R Posts You Might Have Missed!

Alastair Rushworth

2 years ago

[This article was first published on Alastair Rushworth, and kindly contributed to R-bloggers]. (You can report issue about the content on this page here)

Want to share your content on R-bloggers? click here if you have a blog, or here if you don't.

TL;DR

I wanted something that goes some way to automating my own time-consuming process of scrolling twitter for cool things to read. I thought a few other people might feel somewhat similar, so I decided to build a feed.

R posts you might have missed is an semi-automated twitter account posting recent R-related content. The goal is to make it easier to keep up with the most important packages and news from the community. Links to relevant and popular resources are gathered from twitter and the R blogosphere before being processed and lightly curated.
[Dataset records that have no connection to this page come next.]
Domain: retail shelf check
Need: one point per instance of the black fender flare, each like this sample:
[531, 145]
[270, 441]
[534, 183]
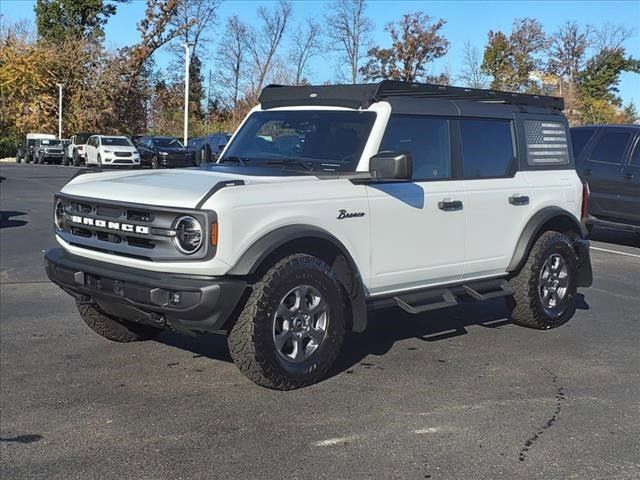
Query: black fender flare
[533, 229]
[344, 267]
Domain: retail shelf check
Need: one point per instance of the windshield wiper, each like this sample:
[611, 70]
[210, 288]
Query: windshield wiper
[288, 162]
[235, 159]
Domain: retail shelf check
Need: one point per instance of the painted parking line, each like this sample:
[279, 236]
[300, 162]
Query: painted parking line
[615, 251]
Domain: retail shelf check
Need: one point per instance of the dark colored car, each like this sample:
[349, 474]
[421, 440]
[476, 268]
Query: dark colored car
[48, 151]
[215, 141]
[608, 159]
[164, 152]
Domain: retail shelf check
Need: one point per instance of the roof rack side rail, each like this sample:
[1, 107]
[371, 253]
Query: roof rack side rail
[392, 88]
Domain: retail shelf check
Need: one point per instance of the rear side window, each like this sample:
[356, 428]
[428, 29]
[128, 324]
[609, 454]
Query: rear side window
[579, 140]
[426, 139]
[635, 158]
[487, 148]
[546, 143]
[610, 148]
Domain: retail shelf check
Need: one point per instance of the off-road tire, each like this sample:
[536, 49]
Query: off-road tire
[251, 340]
[111, 328]
[526, 305]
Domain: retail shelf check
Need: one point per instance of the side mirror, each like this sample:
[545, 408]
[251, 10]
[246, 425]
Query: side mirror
[390, 165]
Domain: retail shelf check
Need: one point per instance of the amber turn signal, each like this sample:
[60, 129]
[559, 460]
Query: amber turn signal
[214, 234]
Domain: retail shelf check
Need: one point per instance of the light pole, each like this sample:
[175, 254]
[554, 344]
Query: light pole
[60, 85]
[186, 91]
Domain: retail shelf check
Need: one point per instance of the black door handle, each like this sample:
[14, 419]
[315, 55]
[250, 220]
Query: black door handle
[450, 205]
[519, 200]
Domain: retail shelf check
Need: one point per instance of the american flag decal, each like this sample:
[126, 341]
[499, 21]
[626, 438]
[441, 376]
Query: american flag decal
[546, 142]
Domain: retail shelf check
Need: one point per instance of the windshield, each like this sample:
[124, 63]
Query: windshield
[167, 142]
[328, 140]
[116, 141]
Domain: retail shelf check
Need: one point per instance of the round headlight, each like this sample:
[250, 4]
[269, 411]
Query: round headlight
[58, 214]
[188, 237]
Read on to learn the origin story of the account, how it works and what comes next!

News overload!

Keeping track of new developments in the data science, open source and R communities is hard. The number of active developers, application areas and R packages is exploding. Ever since I started writing R code I’ve found it hard to avoid reinventing solutions to problems that are already solved by other developers, usually through ignorance of those developments. Being up-to-date with recent developments equips you with options that can change the way you approach a new problem.

This is more or less the reason I still use twitter, because it’s still the place where a majority of R developers hang out and share their projects and ideas. The problem is that the volume of new stuff is just too large – and I could easily spend endless hours per week scrolling twitter, discovering and re-discovering new stuff (and getting very distracted in the process). This is compounded by twitter’s news feed algorithm which I think has made it even harder to develop a tailored feed. So what can you do?

Well you’ve got options of course. R Bloggers has been around for some time and aggregates the feeds of several hundred well-known R blogs. I’ve never found this solves my problem: blog articles are one type of content, but there are many other types of content that I’d like to see in the same place, and most of them do not have RSS feeds. The site itself carries a lot of banner ads and doesn’t render articles very nicely – although those may be minor considerations if you still use an RSS reader to access the posts.

Ok so what else? R-Weekly is a terrific resource. The team gather links to posts, packages, community news and tweets into a single weekly digest. I think R Weekly is a wonderful resource, and I still read it every week – it does a particularly good job of creating a nicely formatted list broken into content types and topics that were active in the last week. However, this doesn’t scratch my itch completely. One issue is that it’s not totally automated (AFAIK, please correct me if that’s false), and there’s always the risk that something gets excluded. Additionally – any news oriented resource focusses on what’s occurred most recently (of course, yeah I know) and by definition excludes older useful resources that keep resurfacing. I think it’s good for those things to continue to get air-time – particularly because if I’m not working on a specific topic at the time of the initial news announcement, I’ll probably forget about it. Or more likely I just missed the announcement to begin with. I think repeated exposure and reminders can be important.

Long story short, I wanted something that goes some way to automating my own time-consuming process of scrolling twitter for cool things to read. I thought a few other people might feel somewhat similar, so I decided to build a feed.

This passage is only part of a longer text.